Acute exposure to ozone leads to an increase in neutrophilic and mononuclear cells, increases total protein concentration, interleukin (IL) -6 and IL-8, and reduces glutathione levels in BAL fluid.
The earliest and most constant pathological abnormality in the respiratory tract of smokers is the cellular inflammatory infiltration through the wall.
Therefore, the “early” inflammatory infiltrate found in the respiratory tract of smokers and reflected in pulmonary function tests probably represents a nonspecific response of the respiratory tract to the lesion in general.

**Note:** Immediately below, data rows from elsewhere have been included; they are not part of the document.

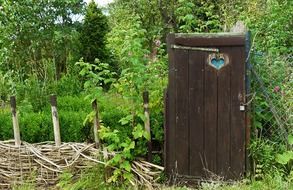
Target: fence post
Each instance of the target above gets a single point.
(15, 121)
(96, 122)
(147, 122)
(55, 119)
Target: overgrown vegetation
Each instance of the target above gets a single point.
(82, 53)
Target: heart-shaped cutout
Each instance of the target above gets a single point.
(218, 63)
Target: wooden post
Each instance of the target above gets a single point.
(15, 121)
(55, 119)
(96, 123)
(147, 122)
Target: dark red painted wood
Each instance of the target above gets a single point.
(197, 40)
(237, 116)
(210, 119)
(182, 123)
(224, 116)
(205, 129)
(171, 113)
(196, 107)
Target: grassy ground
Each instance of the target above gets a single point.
(93, 180)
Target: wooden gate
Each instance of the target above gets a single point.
(205, 119)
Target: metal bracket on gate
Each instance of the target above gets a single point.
(195, 48)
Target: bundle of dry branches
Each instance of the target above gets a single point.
(42, 163)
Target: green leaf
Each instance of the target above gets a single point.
(126, 165)
(284, 158)
(290, 139)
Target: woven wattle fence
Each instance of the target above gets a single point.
(43, 162)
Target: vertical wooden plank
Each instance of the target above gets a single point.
(210, 117)
(182, 101)
(237, 116)
(223, 143)
(96, 122)
(16, 131)
(170, 152)
(196, 107)
(166, 108)
(55, 119)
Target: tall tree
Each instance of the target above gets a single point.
(35, 33)
(93, 34)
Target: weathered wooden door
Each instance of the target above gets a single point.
(205, 114)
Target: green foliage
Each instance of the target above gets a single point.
(38, 127)
(125, 151)
(197, 16)
(93, 32)
(31, 33)
(91, 178)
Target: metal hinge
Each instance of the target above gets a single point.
(195, 48)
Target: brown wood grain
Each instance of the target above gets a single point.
(224, 110)
(171, 117)
(182, 123)
(237, 116)
(196, 107)
(205, 129)
(210, 119)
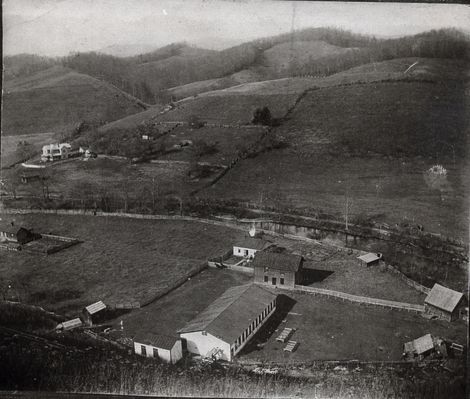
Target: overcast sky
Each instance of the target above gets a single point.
(57, 27)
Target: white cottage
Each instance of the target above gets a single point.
(227, 325)
(168, 349)
(249, 246)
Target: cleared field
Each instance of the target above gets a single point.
(119, 260)
(228, 109)
(380, 189)
(229, 141)
(113, 178)
(174, 310)
(328, 329)
(9, 146)
(395, 118)
(57, 101)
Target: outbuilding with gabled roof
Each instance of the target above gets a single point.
(224, 328)
(443, 302)
(277, 269)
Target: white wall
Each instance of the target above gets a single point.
(200, 344)
(240, 251)
(163, 354)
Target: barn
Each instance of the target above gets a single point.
(20, 235)
(249, 246)
(370, 259)
(89, 313)
(168, 349)
(278, 269)
(443, 303)
(225, 327)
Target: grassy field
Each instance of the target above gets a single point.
(228, 109)
(328, 267)
(380, 189)
(173, 311)
(329, 329)
(57, 101)
(119, 260)
(229, 141)
(9, 146)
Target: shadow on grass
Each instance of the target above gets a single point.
(310, 276)
(284, 305)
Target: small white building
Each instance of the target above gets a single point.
(249, 246)
(226, 326)
(54, 152)
(168, 349)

However, a significant difference between the insult of cigarette smoke and those described above may be the chronic inflammatory stimulus produced by the daily inhalation of cigarette smoke.
Therefore, it would seem that most smokers would develop chronic and nonspecific inflammation in the respiratory tract and lung parenchyma, but, for unknown reasons, some smokers develop severe airway abnormalities and emphysema, which eventually develop into Clinical COPD.